Nei settori biometrici, la normativa è particolarmente attenta a evitare l’uso di tecnologie in grado di dedurre o classificare caratteristiche sensibili. Alcuni sistemi sono vietati, come quelli che cercano di inferire da parametri biometrici l’orientamento politico o altri dati protetti. Altri rientrano nell’area dei sistemi high-risk, soggetti a procedure di valutazione e all’obbligo di informare chiaramente le persone interessate, soprattutto se i dati biometrici sono raccolti per finalità di identificazione o categorizzazione. L’evoluzione di questi strumenti può risultare molto vantaggiosa per le imprese, in termini di analisi dei comportamenti di consumo o di servizi personalizzati, ma va sempre calibrata con il rispetto di restrizioni chiare e con la previsione di sanzioni severe.


Anche l’emotion recognition diventa un tema caldo per i manager, perché la sua implementazione incontra limiti precisi: nelle aziende e nelle scuole è proibito utilizzare sistemi che deducono lo stato emotivo delle persone, a meno che non sussistano esigenze mediche o di sicurezza. Siamo di fronte a un passaggio normativo che riprende principi etici e li trasforma in divieti per tutelare la dignità degli individui. Se un’azienda volesse introdurre sistemi di analisi delle emozioni dei dipendenti, rischierebbe pesanti sanzioni e possibili contestazioni legali. Al contrario, in uno scenario controllato di sandbox, potrebbe essere valutata la legittimità di alcuni test se volti unicamente al miglioramento dei prodotti.


Le sandbox offrono un vantaggio duplice: da un lato garantiscono la sperimentazione in un quadro normativo flessibile, dall’altro consentono alle autorità di raccogliere dati reali per verificare l’impatto delle tecnologie e per redigere linee guida più precise. Le piccole e medie imprese hanno la possibilità di accedere a tali ambienti con priorità, ottenendo sostegno e supporto personalizzato. Chi partecipa in modo leale e trasparente, inoltre, gode di protezioni da eventuali sanzioni, purché rispetti le indicazioni del piano di sandbox concordato. È una nuova modalità di interazione tra pubblico e privato, che favorisce il progresso tecnologico senza trascurare la tutela dei diritti fondamentali.

 

Conclusioni

Il documento “The William Fry AI Guide” propone un quadro realistico e articolato su come l’AI Act inciderà sulle dinamiche imprenditoriali e di governance, offrendo esempi di conformità e suggerendo misure di adeguamento. Oltre a definire sanzioni e obblighi tecnici, la normativa sollecita un cambio di passo strategico per molte imprese: dall’adozione superficiale di algoritmi misteriosi, si passa a una pianificazione integrata che coinvolga tutti i reparti aziendali. Si incontrano soluzioni simili anche in altre realtà esterne all’UE, indice che un approccio globale alla regolamentazione dell’intelligenza artificiale sta emergendo.
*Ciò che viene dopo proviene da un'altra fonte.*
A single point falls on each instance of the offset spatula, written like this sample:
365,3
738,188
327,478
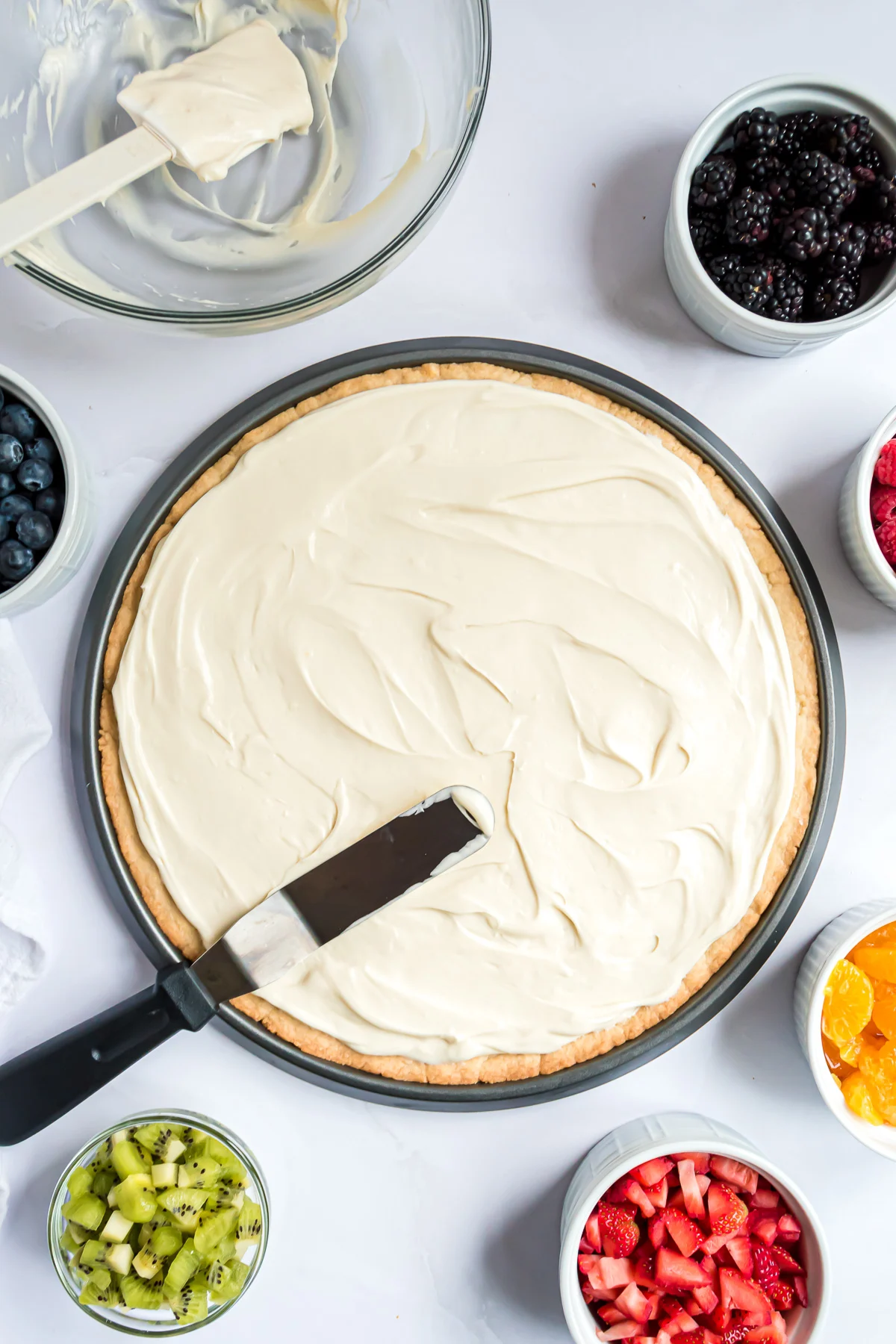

La chiave per imprenditori e manager è dunque interpretare il corpus normativo in modo proattivo, ponendosi domande sui propri processi di selezione, sulle strategie di risk management e sulla formazione del personale. I sistemi generativi o predittivi possono accelerare i processi decisionali, ma vanno gestiti in modo trasparente e rispettoso dei diritti di tutti. Guardando alle tecnologie già disponibili, si nota come la necessità di sicurezza e affidabilità sia un’esigenza condivisa da imprese e consumatori in molteplici settori, dalla finanza alla sanità. Un’analisi realistica delle potenzialità e dei limiti dell’AI aiuta a ottimizzarne i vantaggi.


La prospettiva finale che emerge è quella di una disciplina ancora in definizione, che lascia spazi di interpretazione e di sperimentazione. Al contempo, la direzione è chiara: le imprese che vogliono posizionarsi in modo vincente devono saper gestire i rischi, potenziare la formazione interna e mantenere un dialogo aperto con le autorità. La flessibilità derivante dalla partecipazione a sandbox e la capacità di affrontare le sfide in modo etico e lungimirante consentiranno di coltivare fiducia nei clienti, di proteggere il proprio patrimonio di dati e di cogliere opportunità di crescita sostenibile.